You should have observed this non-determinism on inspecting the results of the program, and have noticed that changing the number of threads has an impact on the results too. Then again, with a long-running stencil operation over an array the results may have converged to the same (or similar enough) values.
OpenMP gives you the tools to coordinate access to variables but it doesn't automatically implement them; there is definitely nothing going on under the hood to prevent quasi-simultaneous reads from and writes to v. So the explanation for the lack of performance improvement lies elsewhere. It may be down to the impact of multiple threads on cache at some level in your system's memory hierarchy. A nice, cache-friendly, run over every element of an array in memory order for a serial program becomes a blizzard of (as far as the cache is concerned) random accesses to memory requiring access to RAM at every go.

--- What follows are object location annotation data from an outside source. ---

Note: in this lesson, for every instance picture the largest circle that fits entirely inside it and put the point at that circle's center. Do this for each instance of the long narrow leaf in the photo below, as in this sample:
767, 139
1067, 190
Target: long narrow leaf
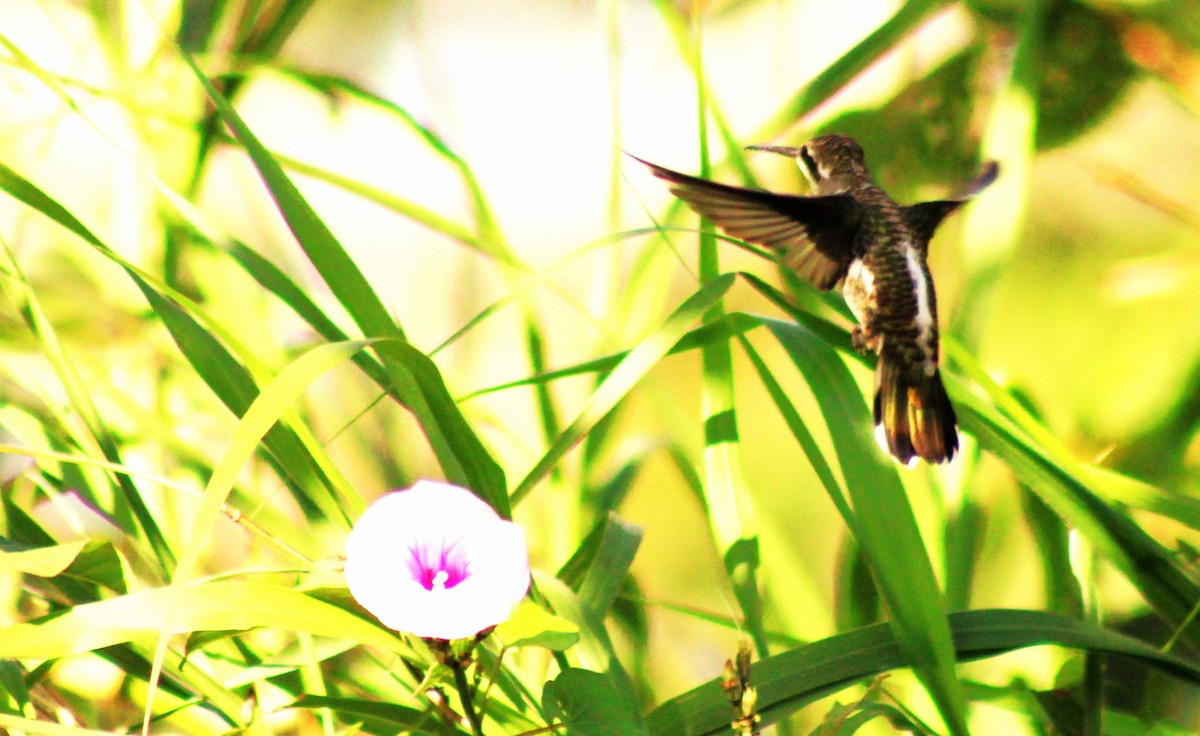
883, 519
624, 377
792, 680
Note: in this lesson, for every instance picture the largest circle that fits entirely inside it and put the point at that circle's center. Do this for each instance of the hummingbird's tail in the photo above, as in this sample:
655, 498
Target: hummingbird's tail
913, 417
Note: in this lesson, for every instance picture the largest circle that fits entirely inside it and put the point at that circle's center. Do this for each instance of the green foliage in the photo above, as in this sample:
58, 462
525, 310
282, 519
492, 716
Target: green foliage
205, 414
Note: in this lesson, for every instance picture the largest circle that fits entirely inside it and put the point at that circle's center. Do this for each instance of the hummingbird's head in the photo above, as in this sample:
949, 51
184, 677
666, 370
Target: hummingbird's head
832, 163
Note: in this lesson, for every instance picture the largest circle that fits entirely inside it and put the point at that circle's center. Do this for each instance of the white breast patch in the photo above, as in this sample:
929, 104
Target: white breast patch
924, 319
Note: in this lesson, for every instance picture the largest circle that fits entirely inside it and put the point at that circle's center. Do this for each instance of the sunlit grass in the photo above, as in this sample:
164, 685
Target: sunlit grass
225, 339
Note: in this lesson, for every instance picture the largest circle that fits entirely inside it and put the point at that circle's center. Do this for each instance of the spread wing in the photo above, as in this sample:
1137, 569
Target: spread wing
814, 235
923, 219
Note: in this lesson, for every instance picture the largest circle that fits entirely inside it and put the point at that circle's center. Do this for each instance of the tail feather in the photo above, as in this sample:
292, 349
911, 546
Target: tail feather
913, 414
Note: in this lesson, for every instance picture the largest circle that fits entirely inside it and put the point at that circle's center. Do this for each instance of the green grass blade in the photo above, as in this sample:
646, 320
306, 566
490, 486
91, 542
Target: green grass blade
328, 256
594, 651
1151, 568
851, 64
883, 520
461, 454
624, 377
792, 680
213, 606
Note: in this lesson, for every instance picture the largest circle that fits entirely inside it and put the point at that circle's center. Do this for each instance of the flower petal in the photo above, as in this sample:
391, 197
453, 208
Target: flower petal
436, 531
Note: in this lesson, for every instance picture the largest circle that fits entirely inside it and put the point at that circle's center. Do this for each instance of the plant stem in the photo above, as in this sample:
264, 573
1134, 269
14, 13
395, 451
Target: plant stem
460, 680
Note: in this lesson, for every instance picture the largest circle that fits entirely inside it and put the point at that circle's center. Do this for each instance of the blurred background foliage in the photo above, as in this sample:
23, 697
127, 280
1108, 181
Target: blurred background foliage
467, 155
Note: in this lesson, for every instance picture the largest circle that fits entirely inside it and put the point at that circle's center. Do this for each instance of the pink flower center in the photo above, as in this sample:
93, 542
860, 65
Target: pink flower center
437, 566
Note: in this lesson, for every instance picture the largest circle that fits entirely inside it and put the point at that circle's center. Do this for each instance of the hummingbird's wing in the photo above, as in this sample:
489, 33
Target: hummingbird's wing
814, 235
923, 219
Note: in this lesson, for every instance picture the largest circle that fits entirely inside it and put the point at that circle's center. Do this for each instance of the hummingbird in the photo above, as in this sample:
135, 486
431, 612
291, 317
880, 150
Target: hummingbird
851, 231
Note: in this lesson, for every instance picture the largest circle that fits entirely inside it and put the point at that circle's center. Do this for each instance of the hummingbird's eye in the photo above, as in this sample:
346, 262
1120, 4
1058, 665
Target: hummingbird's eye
810, 163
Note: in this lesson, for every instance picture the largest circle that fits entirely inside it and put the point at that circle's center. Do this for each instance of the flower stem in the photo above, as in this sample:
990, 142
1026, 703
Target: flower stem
468, 705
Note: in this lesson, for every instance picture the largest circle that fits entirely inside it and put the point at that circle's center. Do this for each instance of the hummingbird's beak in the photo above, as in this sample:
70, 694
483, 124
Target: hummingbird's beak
783, 150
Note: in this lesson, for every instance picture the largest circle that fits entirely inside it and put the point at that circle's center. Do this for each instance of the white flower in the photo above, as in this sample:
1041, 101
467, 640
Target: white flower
437, 562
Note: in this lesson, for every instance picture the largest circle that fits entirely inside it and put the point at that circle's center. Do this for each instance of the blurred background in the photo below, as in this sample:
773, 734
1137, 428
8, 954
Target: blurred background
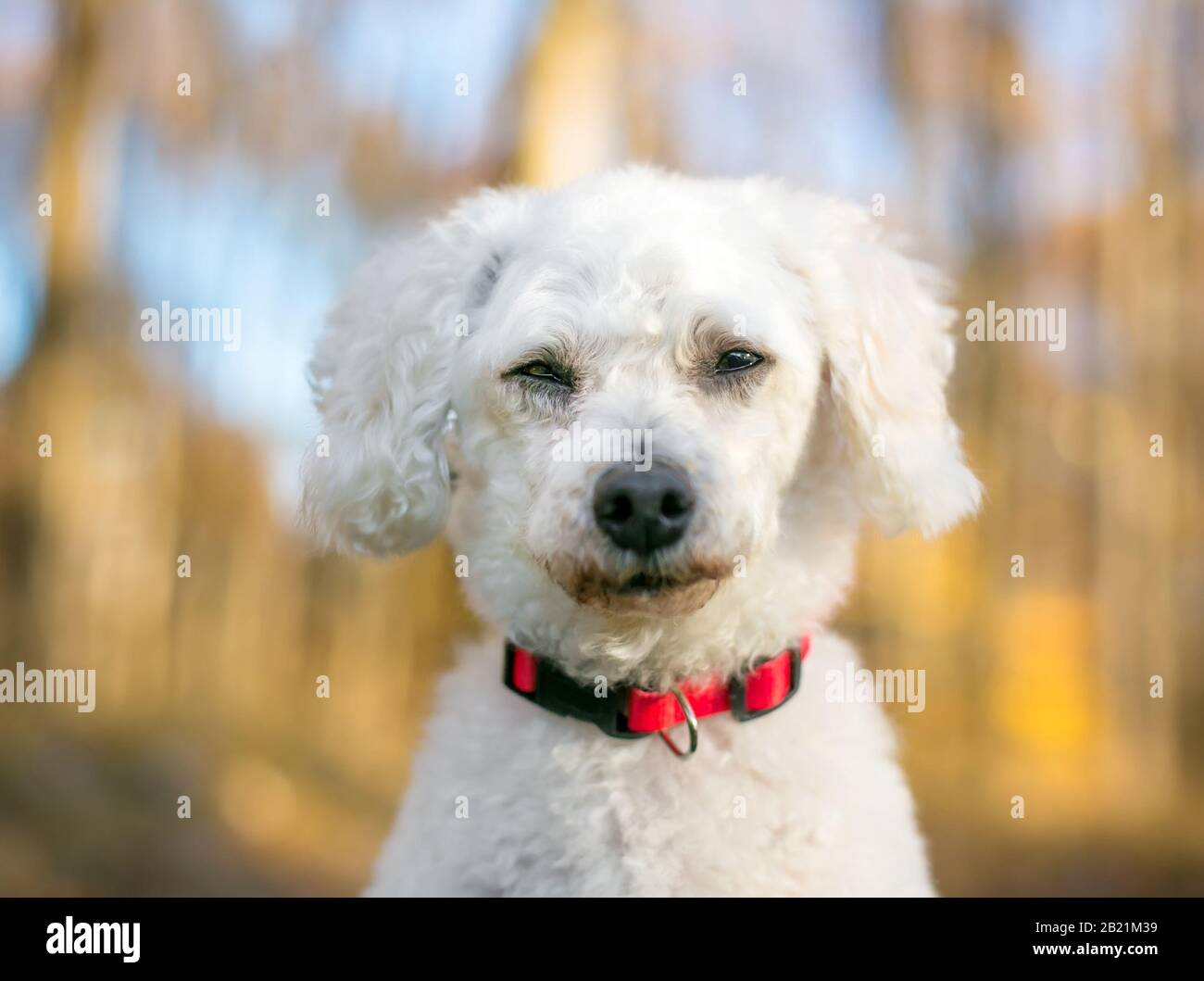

It's possible that the explanation lies elsewhere. If the time to execute the OpenMP version is slightly longer than the time to execute a serial version I suspect that the program is not, in fact, being executed in parallel. Failure to compile properly is a common (here on SO) cause of that.
How to fix this ?
Well the usual pattern of OpenMP across an array is to parallelise on one of the array indices. The statements
!$omp parallel do
do i=-(b-1),b-1
....
end do
ensure that each thread gets a different set of values for i which means that they write to different elements of v, removing (almost) the data race. As you've written the program each thread gets a different set of values of k but that's not used (much) in the inner loops.
In passing, testing
if (k==n-1) then
and
if (k==n) then
in every iteration looks like you are tying an anchor to your program, why not just
do k=1,n-2
and deal with the updates to vtest at the end of the loop.
You could separate the !$omp parallel do like this
!$omp parallel
do k=1,n-2
!$omp do
do i=-(b-1),b-1
(and make the corresponding changes at the end of the parallel loop and region). Now all threads execute the entire contents of the parallel region but each gets its own set of i values to use. I recommend that you add clauses to your directives to specify the accessibility (eg private or shared) of each variable; but this answer is getting a bit too long and I won't go into more detail on these. Or on using a schedule clause.
Finally, of course, even with the changes I've suggested your program will be non-deterministic because this statement
v(i,j)=.25*(v(i+1,j)+v(i-1,j)+v(i,j+1)+v(i,j-1))
will read neighbouring elements from v which are updated (at a time you have no control over) by another thread. To sort that out ... got to go back to work.